A: Gemäß den offiziellen Anweisungen in der Gebrauchsinformation wird bei Formulierungen mit sofortiger Freisetzung oft empfohlen, die ausgelassene Dosis vollständig auszulassen. Die Kennzeichnung legt fest, dass die nächste geplante Dosis zur üblichen Zeit eingenommen werden soll, und rät ausdrücklich davon ab, eine doppelte Dosis einzunehmen.


F: Welche Regeln gelten für das Absetzen der Imadol-Behandlung?

A: Offizielle regulatorische Informationen besagen nachdrücklich, dass Imadol nicht abrupt abgesetzt werden sollte, insbesondere wenn es über einen längeren Zeitraum angewendet wurde. Ein plötzliches Absetzen des Medikaments kann bei körperlich abhängigen Patienten zu schwerwiegenden Entzugssymptomen führen. Die behördlichen Warnhinweise deuten darauf hin, dass das Absetzen der Behandlung einen Prozess der schrittweisen Dosisreduktion (Ausschleichen) erfordert.

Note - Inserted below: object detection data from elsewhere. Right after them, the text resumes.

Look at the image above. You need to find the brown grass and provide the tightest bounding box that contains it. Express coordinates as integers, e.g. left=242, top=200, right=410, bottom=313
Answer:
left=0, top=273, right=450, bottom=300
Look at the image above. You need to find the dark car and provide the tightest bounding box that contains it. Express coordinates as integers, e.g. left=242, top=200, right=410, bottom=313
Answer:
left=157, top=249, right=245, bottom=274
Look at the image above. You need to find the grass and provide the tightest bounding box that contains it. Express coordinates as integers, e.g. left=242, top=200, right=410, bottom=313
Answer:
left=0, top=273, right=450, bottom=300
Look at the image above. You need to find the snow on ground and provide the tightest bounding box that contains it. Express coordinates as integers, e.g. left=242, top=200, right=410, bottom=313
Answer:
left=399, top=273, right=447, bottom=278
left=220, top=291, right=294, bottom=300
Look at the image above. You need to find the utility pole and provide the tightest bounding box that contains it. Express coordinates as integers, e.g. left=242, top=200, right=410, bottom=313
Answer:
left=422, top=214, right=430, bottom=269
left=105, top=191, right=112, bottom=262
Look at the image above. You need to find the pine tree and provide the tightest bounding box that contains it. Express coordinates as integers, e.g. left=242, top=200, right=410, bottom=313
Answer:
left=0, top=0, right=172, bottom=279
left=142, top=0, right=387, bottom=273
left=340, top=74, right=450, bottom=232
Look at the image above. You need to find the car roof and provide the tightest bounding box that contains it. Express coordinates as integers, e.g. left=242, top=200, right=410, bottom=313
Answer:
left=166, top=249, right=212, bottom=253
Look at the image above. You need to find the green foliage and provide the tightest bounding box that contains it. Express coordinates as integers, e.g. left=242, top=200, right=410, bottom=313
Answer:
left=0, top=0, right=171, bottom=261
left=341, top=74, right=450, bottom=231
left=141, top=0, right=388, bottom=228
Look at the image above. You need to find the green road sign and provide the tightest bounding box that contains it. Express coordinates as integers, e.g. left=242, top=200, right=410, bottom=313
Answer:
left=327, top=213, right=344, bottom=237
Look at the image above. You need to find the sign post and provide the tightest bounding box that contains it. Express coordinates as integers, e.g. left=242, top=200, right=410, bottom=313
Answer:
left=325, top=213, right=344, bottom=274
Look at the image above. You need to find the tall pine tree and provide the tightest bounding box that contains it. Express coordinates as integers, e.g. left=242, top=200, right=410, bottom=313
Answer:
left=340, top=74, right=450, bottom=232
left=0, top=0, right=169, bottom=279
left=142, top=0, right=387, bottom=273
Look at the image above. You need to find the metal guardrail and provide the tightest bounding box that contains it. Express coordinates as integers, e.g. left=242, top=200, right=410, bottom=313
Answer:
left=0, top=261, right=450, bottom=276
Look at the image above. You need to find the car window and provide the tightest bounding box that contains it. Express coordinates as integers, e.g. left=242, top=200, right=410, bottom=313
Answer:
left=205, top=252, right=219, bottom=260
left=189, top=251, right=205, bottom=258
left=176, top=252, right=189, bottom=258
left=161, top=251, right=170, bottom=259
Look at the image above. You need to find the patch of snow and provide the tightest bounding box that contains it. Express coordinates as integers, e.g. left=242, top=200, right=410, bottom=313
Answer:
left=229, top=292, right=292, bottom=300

Wie sollte Imadol gelagert und entsorgt werden?

Lagerung und Entsorgung von Imadol

Die Lagerung von Imadol (Tramadol Hydrochlorid) muss strengen behördlichen Standards folgen, um die Stabilität und die öffentliche Sicherheit zu gewährleisten.


Lagerungsanforderungen

Imadol muss bei Raumtemperatur gelagert werden, typischerweise unter 30 C oder 25 C, und sollte vor Licht und Feuchtigkeit geschützt sein. Um die Produktintegrität zu erhalten, muss das Arzneimittel im Originalbehälter mit fest verschlossenem Deckel aufbewahrt werden.


Kindersicherheit und Verwahrung

Aufgrund des Risikos einer versehentlichen, tödlichen Überdosierung ist es zwingend erforderlich, Imadol außerhalb der Sicht- und Reichweite von Kindern aufzubewahren. Da es sich um einen kontrollierten Stoff handelt, sollte das Produkt verschlossen an einem sicheren Ort gelagert werden.


Entsorgungsanweisungen

Unbenutztes oder abgelaufenes Imadol darf nicht über den Hausmüll oder das Abwasser entsorgt werden (z. B. durch Spülen in der Toilette oder im Abfluss). Die Entsorgung muss gemäß den lokalen, regionalen und nationalen Vorschriften für pharmazeutische Abfälle erfolgen, wofür oft eine Rückgabe an eine Apotheke oder eine ausgewiesene Sammelstelle für Medikamente erforderlich ist.

Aufmerksamkeit! Wenden Sie sich immer an einen Arzt oder Apotheker, bevor Sie Pillen oder Medikamente verwenden.